Repository Identification and Mining Techniques

Repository Identification

Identifying blockchain software repository

To ensure valid results, we only surveyed BCS developers with sufficient experience. We identified 145 BCS projects based on following four criteria:

  • Tagged under at least one of the following six ‘topics’:2 blockchain, cryptocurrency, altcoin, ethereum, bitcoin,and smart-contracts.
  • ‘Starred’ by at least ten users.
  • Have at least five distinct contributors.
  • A manual verification of the repository confirmed it as a BCS project.

We used Github API to identify 1,604 contributors, each of whom had submitted at least five changes to one of those 145 projects. We mine the Git commit logs of the identified 145 projects to gather the email addresses of those 1,604 active contributors. We also got the survey questions, consent form, participant selection strategy, solicitation email, and data management reviewed and approved by our university’s Institutional Review Board (IRB).

We also collect the developer demographics data from the 2018 Stack Overflow Annual Developer Survey (referred as the ‘SO Survey’ hereinafter) (Overflow 2017).
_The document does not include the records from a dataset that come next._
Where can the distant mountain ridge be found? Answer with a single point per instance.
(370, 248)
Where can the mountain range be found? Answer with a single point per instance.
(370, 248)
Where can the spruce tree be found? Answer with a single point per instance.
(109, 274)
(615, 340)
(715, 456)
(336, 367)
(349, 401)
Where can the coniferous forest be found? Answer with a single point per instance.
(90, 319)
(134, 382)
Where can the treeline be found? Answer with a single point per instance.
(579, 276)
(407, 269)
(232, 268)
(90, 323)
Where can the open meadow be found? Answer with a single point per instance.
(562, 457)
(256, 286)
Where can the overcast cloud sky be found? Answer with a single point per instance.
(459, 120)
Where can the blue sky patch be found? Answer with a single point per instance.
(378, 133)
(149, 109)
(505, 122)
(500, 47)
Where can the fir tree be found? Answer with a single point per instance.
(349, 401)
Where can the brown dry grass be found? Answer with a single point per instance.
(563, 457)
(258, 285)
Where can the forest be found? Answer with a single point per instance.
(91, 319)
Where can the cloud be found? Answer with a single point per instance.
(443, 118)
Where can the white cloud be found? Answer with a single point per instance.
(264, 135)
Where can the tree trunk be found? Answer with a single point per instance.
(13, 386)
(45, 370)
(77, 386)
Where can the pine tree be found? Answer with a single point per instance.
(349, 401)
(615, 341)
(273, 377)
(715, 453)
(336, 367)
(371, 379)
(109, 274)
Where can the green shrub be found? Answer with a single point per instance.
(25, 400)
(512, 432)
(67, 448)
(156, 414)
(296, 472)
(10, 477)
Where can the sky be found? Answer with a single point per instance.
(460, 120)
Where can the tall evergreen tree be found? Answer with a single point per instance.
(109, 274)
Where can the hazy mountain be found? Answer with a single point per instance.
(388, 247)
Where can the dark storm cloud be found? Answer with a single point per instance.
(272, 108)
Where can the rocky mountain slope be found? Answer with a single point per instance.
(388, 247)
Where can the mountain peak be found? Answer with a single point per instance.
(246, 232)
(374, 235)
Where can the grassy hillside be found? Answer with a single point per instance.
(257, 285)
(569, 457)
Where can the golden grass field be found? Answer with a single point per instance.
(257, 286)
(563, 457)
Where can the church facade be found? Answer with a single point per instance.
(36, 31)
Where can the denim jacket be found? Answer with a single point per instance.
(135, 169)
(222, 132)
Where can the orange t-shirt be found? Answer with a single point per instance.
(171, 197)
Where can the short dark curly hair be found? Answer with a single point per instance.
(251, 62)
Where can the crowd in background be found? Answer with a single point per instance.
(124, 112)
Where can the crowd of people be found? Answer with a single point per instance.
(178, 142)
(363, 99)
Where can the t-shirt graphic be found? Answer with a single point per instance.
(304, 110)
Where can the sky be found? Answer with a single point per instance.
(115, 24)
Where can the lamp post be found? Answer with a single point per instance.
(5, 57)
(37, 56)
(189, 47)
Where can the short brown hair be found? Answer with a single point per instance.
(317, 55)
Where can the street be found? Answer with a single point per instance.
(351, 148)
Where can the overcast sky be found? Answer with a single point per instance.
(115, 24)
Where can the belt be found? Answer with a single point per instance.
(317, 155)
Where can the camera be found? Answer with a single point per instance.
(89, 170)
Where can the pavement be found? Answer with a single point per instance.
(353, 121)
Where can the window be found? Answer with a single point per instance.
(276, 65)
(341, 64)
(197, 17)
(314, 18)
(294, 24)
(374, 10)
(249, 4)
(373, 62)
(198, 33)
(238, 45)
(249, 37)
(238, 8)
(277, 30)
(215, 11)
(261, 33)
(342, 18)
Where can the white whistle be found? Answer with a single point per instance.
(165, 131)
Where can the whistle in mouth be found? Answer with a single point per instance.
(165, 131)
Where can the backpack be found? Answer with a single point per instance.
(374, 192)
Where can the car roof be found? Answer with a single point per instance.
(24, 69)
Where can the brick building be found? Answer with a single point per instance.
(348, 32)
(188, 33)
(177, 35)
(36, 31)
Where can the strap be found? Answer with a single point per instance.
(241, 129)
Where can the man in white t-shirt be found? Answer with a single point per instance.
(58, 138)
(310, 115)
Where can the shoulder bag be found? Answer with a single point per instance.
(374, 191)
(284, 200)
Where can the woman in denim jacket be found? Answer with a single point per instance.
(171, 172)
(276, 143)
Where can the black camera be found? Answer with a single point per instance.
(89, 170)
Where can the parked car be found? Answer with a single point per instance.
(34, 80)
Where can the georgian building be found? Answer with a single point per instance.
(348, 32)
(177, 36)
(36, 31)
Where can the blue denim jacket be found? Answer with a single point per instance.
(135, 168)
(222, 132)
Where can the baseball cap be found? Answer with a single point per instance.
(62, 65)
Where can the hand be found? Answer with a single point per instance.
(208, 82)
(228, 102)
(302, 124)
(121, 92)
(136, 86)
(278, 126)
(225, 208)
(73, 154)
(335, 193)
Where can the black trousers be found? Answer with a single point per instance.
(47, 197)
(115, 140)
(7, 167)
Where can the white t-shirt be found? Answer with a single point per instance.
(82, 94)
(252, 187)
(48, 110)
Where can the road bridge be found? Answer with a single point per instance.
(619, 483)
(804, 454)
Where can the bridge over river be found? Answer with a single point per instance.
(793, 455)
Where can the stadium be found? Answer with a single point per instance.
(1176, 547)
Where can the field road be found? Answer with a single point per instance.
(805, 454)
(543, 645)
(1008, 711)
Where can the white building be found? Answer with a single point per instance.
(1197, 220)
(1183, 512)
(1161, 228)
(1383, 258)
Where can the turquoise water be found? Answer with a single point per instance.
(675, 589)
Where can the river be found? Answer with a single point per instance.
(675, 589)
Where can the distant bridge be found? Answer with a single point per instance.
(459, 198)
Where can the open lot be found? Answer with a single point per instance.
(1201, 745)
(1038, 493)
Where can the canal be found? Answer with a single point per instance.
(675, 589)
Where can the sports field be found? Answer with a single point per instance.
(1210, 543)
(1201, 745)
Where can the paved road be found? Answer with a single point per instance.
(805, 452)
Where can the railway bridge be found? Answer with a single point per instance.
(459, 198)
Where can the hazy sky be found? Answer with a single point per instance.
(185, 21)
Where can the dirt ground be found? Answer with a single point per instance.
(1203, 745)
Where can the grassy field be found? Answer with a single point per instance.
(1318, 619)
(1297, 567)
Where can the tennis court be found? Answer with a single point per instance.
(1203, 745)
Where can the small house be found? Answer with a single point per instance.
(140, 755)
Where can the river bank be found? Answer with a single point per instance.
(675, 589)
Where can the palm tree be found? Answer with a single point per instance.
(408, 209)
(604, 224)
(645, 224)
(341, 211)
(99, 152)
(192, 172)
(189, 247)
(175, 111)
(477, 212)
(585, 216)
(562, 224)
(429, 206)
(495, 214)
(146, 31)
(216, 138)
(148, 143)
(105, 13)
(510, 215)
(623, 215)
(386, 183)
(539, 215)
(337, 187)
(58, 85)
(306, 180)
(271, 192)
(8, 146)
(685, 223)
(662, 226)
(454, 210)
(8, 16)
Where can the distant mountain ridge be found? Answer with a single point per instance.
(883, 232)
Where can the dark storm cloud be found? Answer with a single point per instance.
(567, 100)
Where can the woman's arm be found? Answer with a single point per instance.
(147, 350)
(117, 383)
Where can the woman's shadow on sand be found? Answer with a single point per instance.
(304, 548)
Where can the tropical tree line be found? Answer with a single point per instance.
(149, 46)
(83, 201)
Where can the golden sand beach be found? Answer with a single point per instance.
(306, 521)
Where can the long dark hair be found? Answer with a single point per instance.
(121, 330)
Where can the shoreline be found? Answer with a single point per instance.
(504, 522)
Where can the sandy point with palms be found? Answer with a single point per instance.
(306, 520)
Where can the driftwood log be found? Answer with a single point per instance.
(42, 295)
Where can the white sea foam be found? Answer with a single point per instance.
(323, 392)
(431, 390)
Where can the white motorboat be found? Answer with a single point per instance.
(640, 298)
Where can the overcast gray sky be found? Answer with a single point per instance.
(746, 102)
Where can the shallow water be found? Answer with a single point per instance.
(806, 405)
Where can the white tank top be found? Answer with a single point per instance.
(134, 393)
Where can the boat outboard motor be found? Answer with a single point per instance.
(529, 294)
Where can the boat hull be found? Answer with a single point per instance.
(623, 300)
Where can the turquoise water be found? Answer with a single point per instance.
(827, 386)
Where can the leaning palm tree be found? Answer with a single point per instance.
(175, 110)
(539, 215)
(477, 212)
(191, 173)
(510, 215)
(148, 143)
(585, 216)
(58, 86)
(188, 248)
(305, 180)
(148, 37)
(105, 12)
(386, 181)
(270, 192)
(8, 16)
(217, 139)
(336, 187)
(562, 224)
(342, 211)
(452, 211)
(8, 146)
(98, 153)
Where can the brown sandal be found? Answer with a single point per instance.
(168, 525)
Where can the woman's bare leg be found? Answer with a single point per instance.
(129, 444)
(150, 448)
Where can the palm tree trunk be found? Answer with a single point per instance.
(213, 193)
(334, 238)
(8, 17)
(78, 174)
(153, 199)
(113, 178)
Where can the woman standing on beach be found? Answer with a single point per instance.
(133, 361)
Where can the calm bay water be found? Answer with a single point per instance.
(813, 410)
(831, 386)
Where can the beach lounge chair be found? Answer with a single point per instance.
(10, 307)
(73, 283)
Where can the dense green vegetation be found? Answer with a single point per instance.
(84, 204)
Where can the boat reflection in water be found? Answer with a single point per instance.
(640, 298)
StackOver-flow has been running the annual developer survey since 2011. The primary objective of the SO Surveys are to learn who contemporary developers are and what they need. These surveys cover a wide range of developer demographics such as age, education, location, gender, role, experience, ethnicity, and favorite technologies. Since the ‘2018 SO survey’ was responded by total 98,855 developers from 183 countries worldwide, it is an accu-rate overview of the active software developers worldwide. Therefore, a comparison against the demographics of the SO Survey will enable us to identify if the BCS community is underrepresented or overrepresented by certain groups.